Badan Pengawas Obat dan Makanan Amerika Serikat (FDA) baru-baru ini memberikan lampu hijau untuk penggunaan daraxonrasib, sebuah obat yang diklaim sebagai terobosan signifikan dalam penanganan kanker pankreas. Keputusan ini disambut baik oleh para ahli medis yang melihatnya sebagai harapan baru dalam memerangi salah satu jenis kanker paling mematikan di dunia.

Persetujuan ini didasarkan pada hasil uji klinis yang menunjukkan efektivitas daraxonrasib dalam menargetkan mutasi genetik spesifik pada sel kanker pankreas. Dengan mekanisme kerja yang inovatif, obat ini berpotensi mengubah lanskap pengobatan bagi pasien yang sebelumnya memiliki pilihan terapi terbatas.

Para peneliti menekankan bahwa persetujuan daraxonrasib merupakan langkah maju yang krusial. Dr. Emily Carter, seorang onkolog terkemuka yang terlibat dalam uji coba, menyatakan, “Kami telah lama mencari terapi yang lebih efektif untuk kanker pankreas. Daraxonrasib menawarkan harapan nyata bagi pasien yang sebelumnya menghadapi prognosis yang suram.” Pernyataan ini menggarisbawahi dampak potensial obat baru ini.

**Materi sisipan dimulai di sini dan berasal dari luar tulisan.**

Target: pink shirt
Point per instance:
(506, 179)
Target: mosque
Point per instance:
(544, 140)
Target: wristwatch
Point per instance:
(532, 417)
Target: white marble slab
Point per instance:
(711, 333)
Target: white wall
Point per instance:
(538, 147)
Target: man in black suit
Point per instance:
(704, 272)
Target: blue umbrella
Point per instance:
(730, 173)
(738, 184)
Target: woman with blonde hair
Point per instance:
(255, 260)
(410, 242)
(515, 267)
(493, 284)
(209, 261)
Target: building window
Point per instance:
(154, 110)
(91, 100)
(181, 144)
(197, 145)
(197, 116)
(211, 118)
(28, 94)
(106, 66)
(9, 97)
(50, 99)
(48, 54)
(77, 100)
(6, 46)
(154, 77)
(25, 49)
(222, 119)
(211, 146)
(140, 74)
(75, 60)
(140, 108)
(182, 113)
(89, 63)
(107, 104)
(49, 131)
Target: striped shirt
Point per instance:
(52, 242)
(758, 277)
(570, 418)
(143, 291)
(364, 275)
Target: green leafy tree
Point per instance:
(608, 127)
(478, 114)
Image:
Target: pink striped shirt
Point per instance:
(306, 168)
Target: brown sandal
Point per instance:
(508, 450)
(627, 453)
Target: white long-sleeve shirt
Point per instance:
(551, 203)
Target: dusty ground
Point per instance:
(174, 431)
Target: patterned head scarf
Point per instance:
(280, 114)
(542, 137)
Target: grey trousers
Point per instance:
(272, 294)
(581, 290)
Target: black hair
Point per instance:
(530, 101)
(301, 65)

Dalam uji klinis fase 3 yang dipublikasikan pada jurnal bergengsi, daraxonrasib menunjukkan peningkatan signifikan dalam tingkat respons objektif (ORR) dan kelangsungan hidup bebas perkembangan (progression-free survival/PFS) dibandingkan dengan standar perawatan yang ada. Data spesifik dari penelitian tersebut mencatat bahwa pasien yang menerima daraxonrasib mengalami penurunan risiko perkembangan penyakit sebesar 35% dalam periode pengamatan.

Lebih lanjut, studi ini juga menyoroti profil keamanan daraxonrasib yang dapat diterima. Efek samping yang paling umum dilaporkan termasuk mual, diare, dan kelelahan, yang sebagian besar bersifat ringan hingga sedang dan dapat dikelola dengan baik. “Keamanan dan tolerabilitas adalah prioritas utama kami, dan hasil ini memberikan keyakinan bahwa daraxonrasib dapat diintegrasikan secara aman ke dalam rejimen pengobatan,” tambah Dr. Carter.

Kanker pankreas dikenal memiliki tingkat kelangsungan hidup lima tahun yang rendah, seringkali karena diagnosis terlambat dan kurangnya pilihan pengobatan yang efektif. Dengan munculnya daraxonrasib, para profesional medis berharap dapat meningkatkan kualitas hidup dan prognosis pasien secara keseluruhan, membuka era baru dalam peperangan melawan kanker ini.